My blood goes cold. I nearly choke on my over-chewed mac ‘n’ cheese. I swallow so hard the meal goes down my throat like a stone.

“Oh,” I manage.

“Did you realize he was in town?” Mom says. “Apparently he travels a lot for work and just happened to get sent to Seattle. Isn’t that a crazy coincidence?”

Yeah. Crazy. Almost as crazy as me letting him fly right back out here next week.

“Weird,” I say. Apparently I’ve been reduced to single syllables. I’m not sure I could manage a whole sentence at the moment.

“Have you been in contact with him at all?”

“Why would you think that?” I say, a bit more sharply than I intend. “I mean, I just, we never really got along.”

Her lips stretch, half a smile, half a grimace. “I know. It was something Stacy and I discussed when things got more serious. We always worried about you boys having to get along.”

The guilt threatens to claw straight through me. I knew she worried about it. Of course I knew she worried about it. Back then Julian was relentless with how he pestered me. No matter my resolve, he would push and push until I finally snapped. Then he went and made it even worse by trying to make out with me right there in my Mom’s apartment.

I must be some sort of idiot for letting a guy like that back into my life. The pain from that time period is still written plainly all over my mother’s face, and here I am inviting the source of it into my apartment for a whole week. How can I betray the only person who’s ever really cared about me? I almost grab my phone right then and there and tell Julian to cancel his flight.

“We were stupid kids,” I say, trying to reassure her.

“I know,” Mom says, “but if things had gone differently…” She shrugs. “Well, we just didn’t want to upend your lives too much.”

“You wouldn’t have,” I say. “It was nothing. We were idiot teenage boys. I’m sure Julian is… Whatever he’s doing, I’m sure he’s different now.”

Am I? Am I sure about that? I convinced myself of it last week when I agreed to hop into bed with him, but maybe that was self-delusion. I saw a good-looking guy and justified hooking up with him any way I could, all while knowing it was the dumbest decision I could possibly make.

“It’s alright,” Mom says, and I must have a look on my face because she’s doing her soothing Mom voice. “It was just a funny coincidence.”

“Yeah,” I agree, trying to sound normal, “it’s weird.”
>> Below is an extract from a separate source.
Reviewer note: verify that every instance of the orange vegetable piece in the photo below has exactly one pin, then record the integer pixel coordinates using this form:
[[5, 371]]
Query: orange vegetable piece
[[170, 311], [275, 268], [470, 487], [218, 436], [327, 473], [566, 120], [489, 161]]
Weird doesn’t begin to describe the feeling of having Julian Brooks back in my life. I never wanted to see him again once I was finally free of him. Now I’m covertly spending entire weeks with him. And the worst part is that I know the second those bright blue eyes and that unfairly dashing smile settle on me, my resolve will crumble like wet sand. The second I have an opportunity to shove him against a wall and make him whine out my name again, I’ll do it. It’s getting me itchy and uncomfortable just thinking about it at the dinner table where I sit eating my mother’s food while lying to her face.

If she ever finds out that I’ve willingly brought Julian Brooks back into our lives, I’ll never live it down. But I know even that won’t stop me from getting my hands on him the moment he’s in reach.